すべての花へそして君へ③


『ちょちょちょ! 彩芽! やばい! やばいのいた!』

『なんですと!?』


 そもそも彼と初めて出会ったのは入学式。(※一方的に)割と顔面偏差値高めな人が多い中、ずば抜けて格好良かったのが彼――桐生杜真君だ。
 まるで白馬の王子様が、絵本から飛び出てきたようで。進学してからしばらくは、友人たちとその話で盛り上がっていた。

 でも、そうやって遠巻きに見ているだけ。そりゃ、関われるなら関わりたい! けど、あんなきらきらした場所に堂々足を踏み入れられるほど、私は愚かじゃない。ちゃんと、自分の立場を弁えてる。
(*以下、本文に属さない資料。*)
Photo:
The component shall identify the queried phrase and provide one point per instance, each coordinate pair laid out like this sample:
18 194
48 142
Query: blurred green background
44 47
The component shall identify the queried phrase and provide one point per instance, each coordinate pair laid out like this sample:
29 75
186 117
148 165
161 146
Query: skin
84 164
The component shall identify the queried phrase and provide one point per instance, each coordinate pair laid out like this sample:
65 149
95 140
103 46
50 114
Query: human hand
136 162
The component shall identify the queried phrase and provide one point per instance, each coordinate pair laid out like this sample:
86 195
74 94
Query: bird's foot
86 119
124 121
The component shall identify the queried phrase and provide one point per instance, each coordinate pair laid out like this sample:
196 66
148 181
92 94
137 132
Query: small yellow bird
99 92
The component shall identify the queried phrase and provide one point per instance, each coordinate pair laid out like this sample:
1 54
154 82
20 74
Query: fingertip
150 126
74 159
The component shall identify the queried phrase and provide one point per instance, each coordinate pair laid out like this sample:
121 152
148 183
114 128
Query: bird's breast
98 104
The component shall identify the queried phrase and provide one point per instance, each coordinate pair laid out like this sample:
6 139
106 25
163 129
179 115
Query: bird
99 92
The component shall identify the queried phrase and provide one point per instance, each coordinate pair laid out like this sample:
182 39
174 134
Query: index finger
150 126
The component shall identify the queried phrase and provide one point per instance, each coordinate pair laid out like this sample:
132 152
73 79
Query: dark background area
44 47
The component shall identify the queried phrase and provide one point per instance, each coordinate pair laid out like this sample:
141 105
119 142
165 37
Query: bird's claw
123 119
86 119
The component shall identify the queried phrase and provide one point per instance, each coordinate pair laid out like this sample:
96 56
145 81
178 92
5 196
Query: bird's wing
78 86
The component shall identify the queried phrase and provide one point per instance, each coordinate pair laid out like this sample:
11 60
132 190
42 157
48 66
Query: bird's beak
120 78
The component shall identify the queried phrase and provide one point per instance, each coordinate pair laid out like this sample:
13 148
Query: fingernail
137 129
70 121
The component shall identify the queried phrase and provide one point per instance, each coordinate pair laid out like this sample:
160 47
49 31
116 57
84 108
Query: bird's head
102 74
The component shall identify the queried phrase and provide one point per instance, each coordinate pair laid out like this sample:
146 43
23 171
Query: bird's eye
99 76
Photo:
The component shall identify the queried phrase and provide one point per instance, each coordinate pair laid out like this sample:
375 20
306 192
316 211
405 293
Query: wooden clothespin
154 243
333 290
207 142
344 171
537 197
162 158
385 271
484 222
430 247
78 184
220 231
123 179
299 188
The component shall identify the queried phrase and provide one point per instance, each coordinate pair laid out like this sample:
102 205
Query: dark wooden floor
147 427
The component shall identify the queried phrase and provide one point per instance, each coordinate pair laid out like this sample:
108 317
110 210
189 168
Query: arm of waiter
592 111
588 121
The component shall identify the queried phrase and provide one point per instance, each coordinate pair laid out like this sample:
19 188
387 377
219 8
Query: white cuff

(……シンデレラストーリーは、女の子誰もが憧れるけどね)


 どんな偶然や事故に巻き込まれたとしても、決して交わることなんてないと。そう思っていた。

 変化が起こったのは、入学式から数週間後。写真部の新入生歓迎会。そこに、何故か白馬の王子がいた。
 え? あれ? 見間違い? あ! もしかして部活間違えてます?

 そんな風に思っていたのは一瞬。浮かんだ失礼な疑問は、瞬く間に吹き飛んだ。
 彼が愛用しているという一眼レフが、かなり使い込まれていたからだ。そしてまさかのまさか、私も持ってる同じカメラ!


(これって、もしかして運命?!)


 なーんていうのも、一瞬で吹き飛んでいきましたけど。


 現れた新星は、瞬く間に部内のアイドルと化し。部内では勿論部外でもいつも、男女問わず人に囲まれるほどの人気者。見た目だけではなく人当たりも柔らかで、これぞ正真正銘の王子様。カメラが趣味の、見た目完全に根暗な私とじゃ、住む世界が違うんだ。
 ま、全然根暗でないけどー。心の中はいつもハイテンションですけどー。

 新歓では近付くことすらできなかった、そんな王子な彼とこれといった接点が全くと言っていいほどないまま、数ヶ月が過ぎたある日。事件は起こった。


(やばいやばいやばい! これは後世に称えられるほど史上最高の出来映え! いずれ文化遺産になっちゃうかもしれない)

『いやだから、嫌ですよ。俺向いてない――』

『――グフッ!』

『……え?』


 阿呆なことを考えていた私は、部室の前で誰かと容赦なくぶつかってしまった。後々の私は、もうちょっと可愛い声を出しておけばよかったと思うこととなる。


『いっ、たたた……』

『(グフッて言ったこの人……)すみません、大丈夫ですか』

『あ、あはは。はい。だいじょう、……ぶ』

『……あの?』

『えっ!? 王子!?』

『(……王子?)いえ、桐生です』

『あ。そ、そうだよね? ごめんね桐生君』

『いえ、俺の方こそ急に扉開けたんで』


 いい写真が撮れたからって。すぐ現像しようと思って走っていたのが悪かったんだ。